Ever since the idea of investing money was created there have been dishonest people who are looking to make money off of the innocent trust of others. In the last decade or so, Ponzi schemes have made headlines all over the world for stealing money from unsuspecting investors. The most famous of all the Ponzi schemes is the one perpetrated by Bernie Madoff in 2008 that wound up costing investors over $65 billion from a list of clients that included famous actors and wealthy business people. The Madoff scandal is what brought this kind of crime to the attention of the general public, but dishonest investment companies have been stealing money from people for years in this manner.

Ponzi schemes first got their name from an investor name Charles Ponzi who used the age-old scheme in 1920 to steal millions of dollars from unsuspecting clients. Prior to Charles Ponzi, this kind of crime did not have a name even though records of it happening go all the way back to the mid-1800s. Ponzi schemes started to pick up speed in the 1980’s when cases of scandals all over the world were being reported. But, for some reason, these crimes were never very widely reported. People were losing hundreds of millions of dollars in these elaborate schemes and the world heard very little about it. The lack of attention in the media is one of the reasons these schemes were able to exist for so long. Once Madoff’s crimes made the news, people got smarter.

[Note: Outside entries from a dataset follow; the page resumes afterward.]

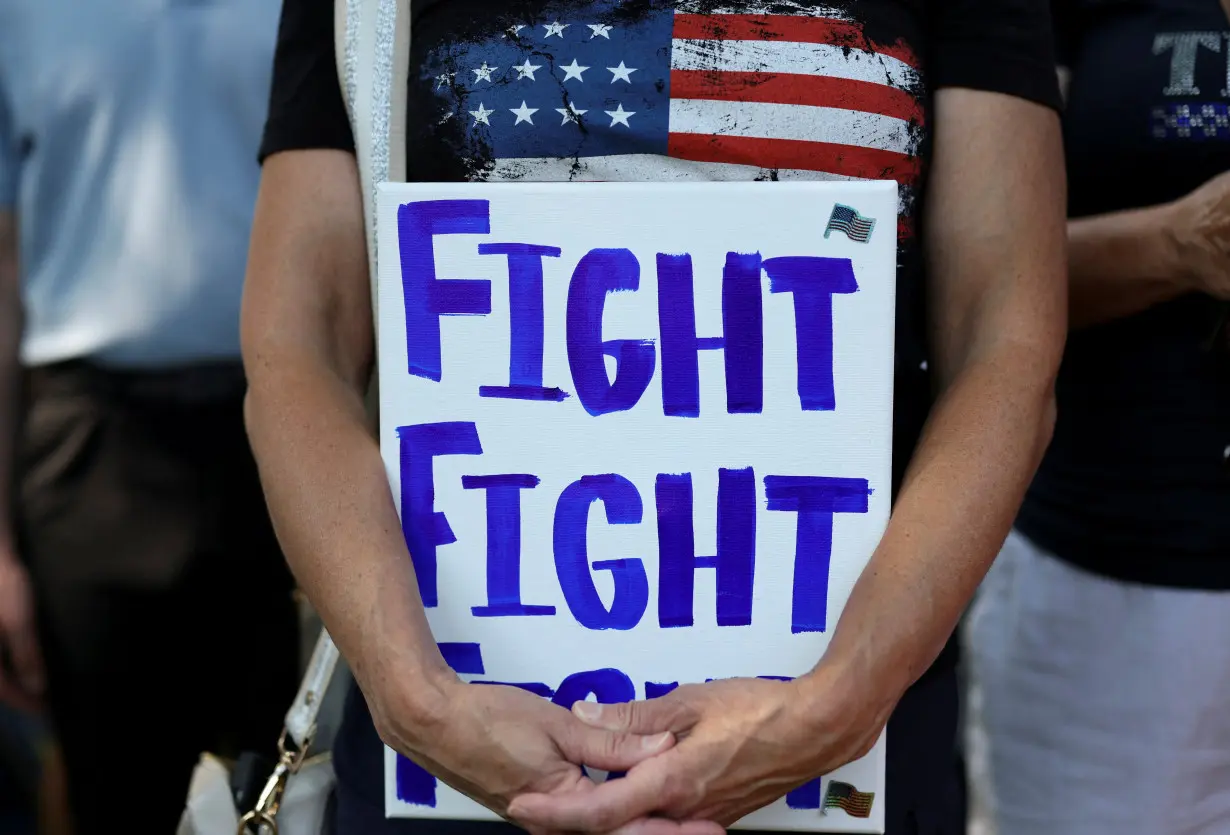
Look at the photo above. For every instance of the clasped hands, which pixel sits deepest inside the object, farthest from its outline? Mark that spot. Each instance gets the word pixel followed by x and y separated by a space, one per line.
pixel 698 759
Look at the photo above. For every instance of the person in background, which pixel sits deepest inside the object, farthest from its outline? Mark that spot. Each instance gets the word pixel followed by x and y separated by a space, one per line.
pixel 139 550
pixel 1100 638
pixel 968 89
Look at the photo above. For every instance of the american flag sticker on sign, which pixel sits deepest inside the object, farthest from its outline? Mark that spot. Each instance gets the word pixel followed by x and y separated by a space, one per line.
pixel 848 220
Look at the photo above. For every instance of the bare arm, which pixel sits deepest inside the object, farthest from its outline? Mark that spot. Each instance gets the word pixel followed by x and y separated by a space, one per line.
pixel 308 349
pixel 1121 265
pixel 995 244
pixel 11 322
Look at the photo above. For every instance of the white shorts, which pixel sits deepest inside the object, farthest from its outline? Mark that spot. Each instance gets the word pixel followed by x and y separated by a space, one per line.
pixel 1103 706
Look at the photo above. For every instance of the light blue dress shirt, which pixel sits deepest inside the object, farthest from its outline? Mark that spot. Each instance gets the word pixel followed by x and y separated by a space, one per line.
pixel 128 140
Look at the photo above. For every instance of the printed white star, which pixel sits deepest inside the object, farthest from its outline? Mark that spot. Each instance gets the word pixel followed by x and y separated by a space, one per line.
pixel 570 113
pixel 523 113
pixel 480 116
pixel 621 73
pixel 484 73
pixel 527 70
pixel 619 116
pixel 573 70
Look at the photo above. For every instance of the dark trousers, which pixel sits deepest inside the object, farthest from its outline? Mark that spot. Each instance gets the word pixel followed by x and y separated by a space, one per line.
pixel 165 608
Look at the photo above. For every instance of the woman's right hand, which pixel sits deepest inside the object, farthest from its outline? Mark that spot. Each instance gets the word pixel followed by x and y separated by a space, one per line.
pixel 495 743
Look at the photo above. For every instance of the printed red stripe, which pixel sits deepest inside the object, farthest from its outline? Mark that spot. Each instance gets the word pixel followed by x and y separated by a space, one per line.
pixel 830 158
pixel 787 27
pixel 787 89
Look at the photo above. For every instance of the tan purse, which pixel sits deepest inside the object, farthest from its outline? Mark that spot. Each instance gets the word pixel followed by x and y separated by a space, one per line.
pixel 297 797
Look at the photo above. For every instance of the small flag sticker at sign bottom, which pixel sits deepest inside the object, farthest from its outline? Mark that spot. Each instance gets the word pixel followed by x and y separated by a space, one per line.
pixel 850 799
pixel 844 219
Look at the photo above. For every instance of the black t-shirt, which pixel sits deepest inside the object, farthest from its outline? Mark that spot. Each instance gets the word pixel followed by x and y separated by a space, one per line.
pixel 1137 482
pixel 653 90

Ponzi schemes are investment frauds where the only income coming in to the scheme is the money being given up by the clients. The person or firm at the center of the scheme is not investing the clients’ money. Instead, the money is being used as a personal income to the criminals running the scheme. Ponzi schemes usually persist until someone gets suspicious and calls the authorities, or the fake securities being sold by the investment house cause government investors to be suspicious.

It is difficult for inexperienced investors to differentiate Ponzi schemes from legitimate investments. One sure way to determine Ponzi schemes if the rate of return on an investment seems to remain consistent for an unusually long period of time. Real investments gain and lose money on a regular basis, a scheme gives returns that do not vary much and are always gains. Most people are not clued in that it is a scam because they keep getting official looking statements. It is not until they try to get their money back that they learn the truth.